Here is what the stacked install of Caveman plus context-mode plus a healthy CLAUDE.md looks like at session start, from one of my own sessions:
| Surface | ~Tokens |
|---|---|
| 13 SKILL.md files (auto-discovered) | ~7,100 |
| Routing-block / sessionstart injection | ~1,020 |
| MCP tool descriptions (11 tools) | ~3,000 |
| Pre-work overhead | ~11,000 |
Your numbers will differ. The shape won't. Eleven thousand tokens before you've asked the model to do anything. That is the entry fee.
The break-even no one wants to do
Caveman pitches 65% reduction on output tokens. Independent benchmarks land closer to 30-50%, with a one-line "be brief" prompt capturing most of the saving on its own. The previous post said all of that. That part still holds.
Now stack the costs.
- Output savings are realised per response, on the smallest token category in the session.
- The install tax is paid per session, before any response exists.
For short sessions, you never recoup the install. For long, chatty sessions, you might. For the typical day where you open Claude, ask three questions, close it, open it again two hours later for something unrelated, you eat the tax six times and save it back maybe twice. Net loss.
The 65% number hides this when it's framed as a saving. Of course the model emits fewer output tokens when you tell it to talk like a caveman. The model also has to read a 7K skill bundle to learn how to talk like a caveman in the first place. That bundle loads whether you use the skill or not.
context-mode survives this critique
I want to be precise about which half of the recommendation is staying.
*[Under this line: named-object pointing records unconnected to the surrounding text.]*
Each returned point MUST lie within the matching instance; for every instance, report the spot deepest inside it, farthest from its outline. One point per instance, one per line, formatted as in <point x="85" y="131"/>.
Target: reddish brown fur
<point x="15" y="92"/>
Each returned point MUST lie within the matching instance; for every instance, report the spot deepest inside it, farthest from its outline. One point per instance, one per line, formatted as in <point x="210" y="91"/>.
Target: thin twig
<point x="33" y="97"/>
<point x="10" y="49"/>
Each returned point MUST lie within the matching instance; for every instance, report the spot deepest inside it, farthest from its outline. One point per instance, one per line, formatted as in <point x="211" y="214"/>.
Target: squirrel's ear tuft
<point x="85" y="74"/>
context-mode also has install cost. Its MCP tool descriptions sit in the same auto-loaded surface. But the comparison goes:
- context-mode's tax: a flat fee for tool descriptions, paid once per session.
- context-mode's payback: a single 56KB Playwright snapshot, or 11KB git log, or 986KB repo-research subagent dump, gets routed into the sandbox and never enters your context window. One avoided dump pays the install fee several times over.
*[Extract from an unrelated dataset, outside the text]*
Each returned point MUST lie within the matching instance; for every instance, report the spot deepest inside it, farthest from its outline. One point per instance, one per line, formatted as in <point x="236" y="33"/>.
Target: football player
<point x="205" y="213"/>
If you do any meaningful tool work in a session, context-mode's tokenomics close cleanly. The saving lives on the largest token category. The install fee is rounding error against the leak it prevents.
Caveman's tokenomics close only if you talk to the model a lot in a single session, never restart, and read every word of every reply. That is not most people's workflow.
The pattern: auto-discovery is a hidden cost
Here is what the Caveman case made me notice about the whole plugin ecosystem.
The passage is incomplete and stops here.